Good morning everyone. I’m reading through yesterday’s comment section, and I think it’s a great conversation for product managers and people who write about shopping. I’m going to Las Vegas next weekend, so if you guys have any suggestions or plugs… I’ll take them.
In today’s letter, we have:
- ’s latest semi-anonymous restaurant review. If you’re new here, Feed Me has three columnists: who writes Expense Account, who writes Stay Tuned, and Anonymous Transit Expert who writes Stand Clear. Each of their columns run monthly.
Good news for all-white male boards looking to work with Goldman Sachs.
A prompt to discuss creative direction, inspired by two recent campaigns from Unwell and Sweetgreen.
Expense Account is a series on Feed Me, written by semi-anonymous restaurant critic JLee. In this column, you’ll be reading about Business Guy Restaurants — the bistros, sushi spots and lounges that are best rationalized with the involvement of a corporate card. You can read his review of “a restaurant with personality disorder,” Aqua, here.
I’m embarrassed to admit that I bought a pair of pants to eat at the Yellow Bittern. I arrived in London and realized that for the first time, my last minute frantic packing had not worked out. I hadn’t packed a single pair of pants (what a thing to forget). Of course I wore pants on the plane, but a hectic pair of Supreme sweatpants, tattered with a few stains, not really the kind of pants you wear to meet your maker.
For the last three months, a storm has been brewing in London. The Yellow Bittern opened in October, and quickly became the most controversial restaurant in the city, and now the world (there really aren’t so many “controversial” restaurants these days). I will try my best to recap, and for those of you who are interested in a pregame, I highly recommend Jonathan Nunn’s review for Vittles Magazine.
“It’s fascinating to watch two people play house. They build their own little utopia with fresh flowers and plenty of blind spots. All of their kinks are on full display, we do not shame in this house.”
The Yellow Bittern is an Irish “marxist” restaurant, and sometimes book store, named after an 18th century Gaelic poem. It’s a little restaurant, with only 18 seats. The walls are butter-colored. It is open Monday through Friday, only for lunch. There are two seatings a day – one at noon, and one at 2pm. The restaurant is cash only. The owners of The Bittern are Hugh Corcoran, Oisin Davies, and Lady Frances Armstrong-Jones. Hugh was formerly the chef at Delicatessen Cave in Paris (I never dined there, but I heard good things). Lady Frances Armstrong is the editor and publisher of Luncheon Magazine, her father was married to Princess Margaret (Queen Elizabeth’s sister, for us Americans). Oisin Davies is the son of a well-known Irish actress.

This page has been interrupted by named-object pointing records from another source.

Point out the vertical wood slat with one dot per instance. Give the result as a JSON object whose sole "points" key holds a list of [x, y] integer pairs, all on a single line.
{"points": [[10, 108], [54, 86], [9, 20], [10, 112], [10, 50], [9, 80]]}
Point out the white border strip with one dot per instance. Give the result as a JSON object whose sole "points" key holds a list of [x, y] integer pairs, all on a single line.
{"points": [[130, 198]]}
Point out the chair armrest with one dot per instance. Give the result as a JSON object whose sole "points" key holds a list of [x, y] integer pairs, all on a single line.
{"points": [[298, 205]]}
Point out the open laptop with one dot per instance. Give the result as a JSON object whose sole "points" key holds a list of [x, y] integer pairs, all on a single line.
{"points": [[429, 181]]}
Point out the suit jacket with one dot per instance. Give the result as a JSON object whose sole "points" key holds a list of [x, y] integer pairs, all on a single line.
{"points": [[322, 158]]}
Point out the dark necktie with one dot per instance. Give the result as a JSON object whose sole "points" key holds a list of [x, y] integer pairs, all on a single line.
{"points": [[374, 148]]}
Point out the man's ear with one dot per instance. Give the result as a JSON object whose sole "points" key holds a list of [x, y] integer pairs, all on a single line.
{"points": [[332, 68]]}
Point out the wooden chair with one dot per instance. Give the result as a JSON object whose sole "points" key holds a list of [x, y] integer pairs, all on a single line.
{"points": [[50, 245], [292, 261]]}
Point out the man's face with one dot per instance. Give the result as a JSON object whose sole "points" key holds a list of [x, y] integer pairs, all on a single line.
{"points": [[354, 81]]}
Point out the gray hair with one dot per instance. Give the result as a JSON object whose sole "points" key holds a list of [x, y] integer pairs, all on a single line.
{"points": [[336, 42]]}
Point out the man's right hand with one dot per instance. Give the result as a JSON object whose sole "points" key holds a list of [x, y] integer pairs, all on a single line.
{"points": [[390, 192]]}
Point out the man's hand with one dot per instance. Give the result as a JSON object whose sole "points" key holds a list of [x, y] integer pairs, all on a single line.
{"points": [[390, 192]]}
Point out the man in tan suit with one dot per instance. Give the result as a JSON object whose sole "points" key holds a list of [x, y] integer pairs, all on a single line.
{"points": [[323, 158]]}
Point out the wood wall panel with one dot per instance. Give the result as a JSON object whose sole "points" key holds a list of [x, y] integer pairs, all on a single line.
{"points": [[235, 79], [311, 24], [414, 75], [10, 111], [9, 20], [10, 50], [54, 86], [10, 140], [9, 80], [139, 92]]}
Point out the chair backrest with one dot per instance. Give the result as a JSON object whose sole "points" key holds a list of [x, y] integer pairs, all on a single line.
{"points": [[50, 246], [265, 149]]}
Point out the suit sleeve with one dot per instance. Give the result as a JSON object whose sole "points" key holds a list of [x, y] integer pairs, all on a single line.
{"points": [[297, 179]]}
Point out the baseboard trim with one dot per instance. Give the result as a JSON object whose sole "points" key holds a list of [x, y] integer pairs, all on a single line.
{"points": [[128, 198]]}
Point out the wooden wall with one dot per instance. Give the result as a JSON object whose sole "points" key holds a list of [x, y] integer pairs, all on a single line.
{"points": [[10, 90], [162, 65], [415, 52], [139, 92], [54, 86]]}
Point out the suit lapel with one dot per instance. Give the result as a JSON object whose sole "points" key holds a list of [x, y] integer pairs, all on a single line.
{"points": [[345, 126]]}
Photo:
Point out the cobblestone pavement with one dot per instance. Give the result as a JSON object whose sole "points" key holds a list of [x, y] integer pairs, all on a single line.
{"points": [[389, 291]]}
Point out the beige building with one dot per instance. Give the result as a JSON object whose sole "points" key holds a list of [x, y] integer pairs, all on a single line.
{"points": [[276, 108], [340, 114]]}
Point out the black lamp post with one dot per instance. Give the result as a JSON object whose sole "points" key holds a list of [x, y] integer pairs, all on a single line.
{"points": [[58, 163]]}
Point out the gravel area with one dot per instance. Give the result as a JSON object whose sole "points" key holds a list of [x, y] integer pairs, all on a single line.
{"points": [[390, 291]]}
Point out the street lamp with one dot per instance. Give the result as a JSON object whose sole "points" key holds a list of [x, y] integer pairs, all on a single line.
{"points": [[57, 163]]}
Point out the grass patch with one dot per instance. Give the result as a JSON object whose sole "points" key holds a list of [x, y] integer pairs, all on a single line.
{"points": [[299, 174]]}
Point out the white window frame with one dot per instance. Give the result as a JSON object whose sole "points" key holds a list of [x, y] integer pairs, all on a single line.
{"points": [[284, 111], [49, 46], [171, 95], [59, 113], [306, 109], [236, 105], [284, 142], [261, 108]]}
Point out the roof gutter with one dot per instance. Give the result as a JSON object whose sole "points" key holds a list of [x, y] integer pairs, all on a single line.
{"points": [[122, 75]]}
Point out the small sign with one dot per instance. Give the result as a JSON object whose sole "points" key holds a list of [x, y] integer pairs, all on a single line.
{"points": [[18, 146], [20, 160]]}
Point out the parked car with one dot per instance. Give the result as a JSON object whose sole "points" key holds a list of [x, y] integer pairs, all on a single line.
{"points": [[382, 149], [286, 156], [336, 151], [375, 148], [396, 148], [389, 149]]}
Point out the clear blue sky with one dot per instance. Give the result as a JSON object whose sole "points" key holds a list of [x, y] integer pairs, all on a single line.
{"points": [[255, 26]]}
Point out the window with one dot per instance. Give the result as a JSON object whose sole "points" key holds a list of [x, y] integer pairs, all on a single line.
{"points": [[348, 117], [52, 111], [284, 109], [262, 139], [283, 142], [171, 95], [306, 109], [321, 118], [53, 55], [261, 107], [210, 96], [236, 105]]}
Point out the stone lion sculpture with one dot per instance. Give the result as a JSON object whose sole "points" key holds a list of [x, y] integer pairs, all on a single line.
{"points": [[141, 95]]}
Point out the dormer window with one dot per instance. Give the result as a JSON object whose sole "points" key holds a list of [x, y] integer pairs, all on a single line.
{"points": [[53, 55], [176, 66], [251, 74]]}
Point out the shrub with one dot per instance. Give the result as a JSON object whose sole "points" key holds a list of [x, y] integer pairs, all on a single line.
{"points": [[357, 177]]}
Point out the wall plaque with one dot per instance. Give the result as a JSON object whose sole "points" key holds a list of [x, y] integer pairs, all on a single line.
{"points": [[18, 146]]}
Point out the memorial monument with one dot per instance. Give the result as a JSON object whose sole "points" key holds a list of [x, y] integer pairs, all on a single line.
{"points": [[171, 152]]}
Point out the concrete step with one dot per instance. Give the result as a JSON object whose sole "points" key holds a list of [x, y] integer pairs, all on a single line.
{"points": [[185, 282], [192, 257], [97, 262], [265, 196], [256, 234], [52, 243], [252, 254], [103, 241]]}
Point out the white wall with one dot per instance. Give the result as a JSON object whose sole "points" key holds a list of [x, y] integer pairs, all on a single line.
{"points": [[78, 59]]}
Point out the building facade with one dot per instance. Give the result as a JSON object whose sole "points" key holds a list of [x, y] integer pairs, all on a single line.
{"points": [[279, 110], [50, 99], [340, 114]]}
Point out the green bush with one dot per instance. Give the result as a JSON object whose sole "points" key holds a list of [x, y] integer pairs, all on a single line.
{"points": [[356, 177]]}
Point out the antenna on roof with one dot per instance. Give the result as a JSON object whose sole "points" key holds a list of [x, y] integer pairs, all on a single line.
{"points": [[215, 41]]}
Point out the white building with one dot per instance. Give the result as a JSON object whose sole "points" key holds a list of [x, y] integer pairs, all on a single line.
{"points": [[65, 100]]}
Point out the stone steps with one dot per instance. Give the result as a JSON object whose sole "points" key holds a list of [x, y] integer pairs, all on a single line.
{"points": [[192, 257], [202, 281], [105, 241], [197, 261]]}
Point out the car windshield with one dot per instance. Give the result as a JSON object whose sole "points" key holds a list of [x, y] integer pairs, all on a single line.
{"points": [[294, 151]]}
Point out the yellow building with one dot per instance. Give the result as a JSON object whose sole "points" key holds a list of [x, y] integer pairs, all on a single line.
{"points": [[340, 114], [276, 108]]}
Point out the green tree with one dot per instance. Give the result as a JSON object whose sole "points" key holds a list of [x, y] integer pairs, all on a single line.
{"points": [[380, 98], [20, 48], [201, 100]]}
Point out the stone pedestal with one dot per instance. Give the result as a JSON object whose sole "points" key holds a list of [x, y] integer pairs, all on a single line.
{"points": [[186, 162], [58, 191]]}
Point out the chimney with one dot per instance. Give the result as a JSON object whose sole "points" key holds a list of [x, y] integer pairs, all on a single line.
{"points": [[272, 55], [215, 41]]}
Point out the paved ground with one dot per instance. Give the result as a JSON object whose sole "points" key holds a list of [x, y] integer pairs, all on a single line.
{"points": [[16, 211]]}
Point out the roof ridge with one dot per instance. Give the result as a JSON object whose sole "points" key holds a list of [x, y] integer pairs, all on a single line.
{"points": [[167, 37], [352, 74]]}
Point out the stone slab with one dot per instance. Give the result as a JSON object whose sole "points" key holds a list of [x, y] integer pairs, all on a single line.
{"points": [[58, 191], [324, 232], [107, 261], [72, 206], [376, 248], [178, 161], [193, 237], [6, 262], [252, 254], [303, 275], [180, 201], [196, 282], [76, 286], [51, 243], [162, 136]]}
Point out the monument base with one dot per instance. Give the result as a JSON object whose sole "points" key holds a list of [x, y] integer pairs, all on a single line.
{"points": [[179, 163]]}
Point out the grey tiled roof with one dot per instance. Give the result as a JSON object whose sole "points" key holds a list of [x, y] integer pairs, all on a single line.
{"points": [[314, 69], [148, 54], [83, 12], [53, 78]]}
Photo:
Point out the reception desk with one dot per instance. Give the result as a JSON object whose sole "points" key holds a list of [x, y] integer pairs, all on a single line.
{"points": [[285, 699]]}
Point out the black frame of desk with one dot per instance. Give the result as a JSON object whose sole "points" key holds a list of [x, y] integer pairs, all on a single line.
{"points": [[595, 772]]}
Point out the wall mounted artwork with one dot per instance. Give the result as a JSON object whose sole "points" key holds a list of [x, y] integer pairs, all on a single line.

They wear vests at The Yellow Bittern. I don't know if it is their official uniform, or if they have even discussed the matter, but they seem to always be wearing vests. I do not own a vest. We’ll call it a “Vestaurant”. (🙄)
The controversy began before the restaurant even opened. Hugh loves to stir a pot, of stew, or otherwise. He hates Sally Rooney, because she is neither Beckett nor Joyce. He hates music in restaurants, he prefers his record player at home (which vinyl edition of Brat do you reckon he owns?). He seems to have a particular obsession with class. His idea for The Bittern is that it’s a restaurant for everyone, the working class (the working class with plenty of time and money for rich boozy lunches) is invited, but he acknowledges that Deliveroo drivers (“the new lowest rank of the proletariat”) probably can’t afford to eat there. In his opinion, health culture is fascism. According to Corcoran: “The most important thing is [that] you have a load of interesting people in the room. I find restaurants very uninteresting if they’re full of uninteresting people, even if they’ve got good food and wine.” For Interview Magazine, he is fresh faced wearing a suit and tie, wire rim glasses. He looks like a young Jack Black.